寒かった冬もようやく終わりに近づき、一気に暖かくなりましたから、梅も眠りから覚めてくれたのですね。
姿と言い、香りと言い、品格のある花ですね。
牛、馬のお墓は知りませんでした。
優しい人達が立てたのですね。
今日もいいお話をありがとうございました。

投稿: ひろ | 2013年3月10日 (日) 16時29分

ぽちさん
桜もいいけど、梅もいいですね~
あの形が、ふっくらしていろんなお菓子やお煎餅に
作られてますよね。一本の大きな梅は見事ですね!
絵心もない、みずですが筆を持ってみたくなる衝動に
かられます。

ぽちさんの俳句、いつも感心しています。
「この寺の梅の遅速に二度三度」 私はこの句が
気に入りました。

ぽちさん、往復4キロのウォーキング、健脚ですね。
私も見習わなくっちゃ。。。

投稿: みず | 2013年3月10日 (日) 19時22分

♪ ひろさん
車も無く アッシー君もいない私ですが、
無理のない程度に 出来るだけ同じ歩調で
歩く事を心掛けているつもりで出掛けます。

 近場にも、結構楽しめる処もあるものですね。
大御所パスのおかげです。

 おとうけんさんの梅林は、老木が多く
最近は 咲き方が寂しい! と
地元羽鳥の長老の方は嘆いておりました。
 でも 苑内に入れば それはそれは
いい香りに包まれて 和みます。

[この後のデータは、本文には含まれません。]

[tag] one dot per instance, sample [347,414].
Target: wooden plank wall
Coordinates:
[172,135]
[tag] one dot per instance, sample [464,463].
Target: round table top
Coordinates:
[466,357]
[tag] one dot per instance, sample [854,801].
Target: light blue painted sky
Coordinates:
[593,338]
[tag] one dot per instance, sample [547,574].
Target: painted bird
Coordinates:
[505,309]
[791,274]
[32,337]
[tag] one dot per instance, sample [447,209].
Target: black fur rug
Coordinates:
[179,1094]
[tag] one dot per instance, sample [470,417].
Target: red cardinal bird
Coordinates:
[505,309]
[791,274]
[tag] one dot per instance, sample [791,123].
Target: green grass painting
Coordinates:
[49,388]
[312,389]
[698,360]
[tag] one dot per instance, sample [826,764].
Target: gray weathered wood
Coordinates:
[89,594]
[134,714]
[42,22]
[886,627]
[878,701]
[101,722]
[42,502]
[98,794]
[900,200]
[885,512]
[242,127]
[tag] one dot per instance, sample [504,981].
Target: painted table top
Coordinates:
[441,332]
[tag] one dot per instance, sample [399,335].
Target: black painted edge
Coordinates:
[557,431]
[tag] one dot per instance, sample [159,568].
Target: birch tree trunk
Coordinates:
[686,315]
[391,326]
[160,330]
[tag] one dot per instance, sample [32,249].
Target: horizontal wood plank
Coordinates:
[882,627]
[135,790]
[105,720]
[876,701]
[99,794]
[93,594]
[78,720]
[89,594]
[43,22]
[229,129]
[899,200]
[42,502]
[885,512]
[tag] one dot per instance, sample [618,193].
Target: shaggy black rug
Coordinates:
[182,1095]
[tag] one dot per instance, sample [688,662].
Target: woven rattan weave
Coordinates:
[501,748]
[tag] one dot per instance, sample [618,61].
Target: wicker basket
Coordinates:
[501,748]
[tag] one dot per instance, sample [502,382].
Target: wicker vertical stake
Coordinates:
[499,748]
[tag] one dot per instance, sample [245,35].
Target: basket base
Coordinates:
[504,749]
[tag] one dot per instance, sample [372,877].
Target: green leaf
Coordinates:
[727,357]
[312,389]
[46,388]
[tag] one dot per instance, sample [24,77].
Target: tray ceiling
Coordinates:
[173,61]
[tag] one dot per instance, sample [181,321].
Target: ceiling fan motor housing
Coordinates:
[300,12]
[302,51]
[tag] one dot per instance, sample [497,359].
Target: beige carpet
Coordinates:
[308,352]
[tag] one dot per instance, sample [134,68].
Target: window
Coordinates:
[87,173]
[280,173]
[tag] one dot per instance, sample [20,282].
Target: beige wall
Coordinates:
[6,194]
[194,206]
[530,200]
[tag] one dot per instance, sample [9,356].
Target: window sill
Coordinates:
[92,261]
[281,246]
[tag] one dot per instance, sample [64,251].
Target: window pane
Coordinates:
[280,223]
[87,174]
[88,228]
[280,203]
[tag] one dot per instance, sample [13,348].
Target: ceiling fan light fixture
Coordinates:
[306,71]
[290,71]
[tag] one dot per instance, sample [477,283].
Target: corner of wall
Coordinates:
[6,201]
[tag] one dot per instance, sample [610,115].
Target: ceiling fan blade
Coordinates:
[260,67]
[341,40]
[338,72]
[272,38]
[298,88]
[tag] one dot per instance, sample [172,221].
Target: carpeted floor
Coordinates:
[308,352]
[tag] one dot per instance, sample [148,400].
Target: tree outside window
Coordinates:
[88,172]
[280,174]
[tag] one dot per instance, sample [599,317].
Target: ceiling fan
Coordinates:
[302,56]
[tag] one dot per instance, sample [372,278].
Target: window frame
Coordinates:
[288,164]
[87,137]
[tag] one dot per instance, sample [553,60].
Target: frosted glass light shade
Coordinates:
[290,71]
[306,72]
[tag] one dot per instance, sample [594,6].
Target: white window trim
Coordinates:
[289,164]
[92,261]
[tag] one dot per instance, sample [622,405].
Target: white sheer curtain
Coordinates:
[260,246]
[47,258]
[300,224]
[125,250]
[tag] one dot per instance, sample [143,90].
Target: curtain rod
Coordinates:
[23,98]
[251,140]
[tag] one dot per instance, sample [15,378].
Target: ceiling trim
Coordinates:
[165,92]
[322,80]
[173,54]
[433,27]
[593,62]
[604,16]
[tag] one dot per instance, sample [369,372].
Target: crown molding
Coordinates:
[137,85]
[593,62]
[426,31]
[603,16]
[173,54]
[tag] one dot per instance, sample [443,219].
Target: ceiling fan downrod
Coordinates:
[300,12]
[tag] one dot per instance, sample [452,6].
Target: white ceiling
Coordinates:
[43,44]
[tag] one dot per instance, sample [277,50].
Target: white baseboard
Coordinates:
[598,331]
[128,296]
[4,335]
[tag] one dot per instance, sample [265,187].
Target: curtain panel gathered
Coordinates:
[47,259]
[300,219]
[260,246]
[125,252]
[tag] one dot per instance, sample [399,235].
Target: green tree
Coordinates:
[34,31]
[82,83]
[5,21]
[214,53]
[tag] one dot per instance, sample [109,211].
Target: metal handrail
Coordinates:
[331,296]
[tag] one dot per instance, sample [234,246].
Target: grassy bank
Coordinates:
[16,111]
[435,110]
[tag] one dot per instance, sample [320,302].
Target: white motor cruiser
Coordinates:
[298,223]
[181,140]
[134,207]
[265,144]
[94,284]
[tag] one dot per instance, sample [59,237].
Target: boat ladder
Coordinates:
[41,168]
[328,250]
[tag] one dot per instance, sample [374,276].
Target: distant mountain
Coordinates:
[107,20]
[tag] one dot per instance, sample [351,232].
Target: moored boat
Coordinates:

、

投稿: ひろさんへ ぽちより | 2013年3月11日 (月) 10時22分

♪ みずさん
そうですねぇ。
桜は華やかさがあり、うきうき気分で
眺めます。
梅は、凛とした気高さと馥郁とした芳香に
しっとり落ち着いた 日本の風情を感じます。

 特にふっくらした白梅は、和菓子には
最高の品格を感じます。
 白餡でつくられた白梅型の練り切りで、
お抹茶のおもてなしは
 日本人の心を癒してくれますね。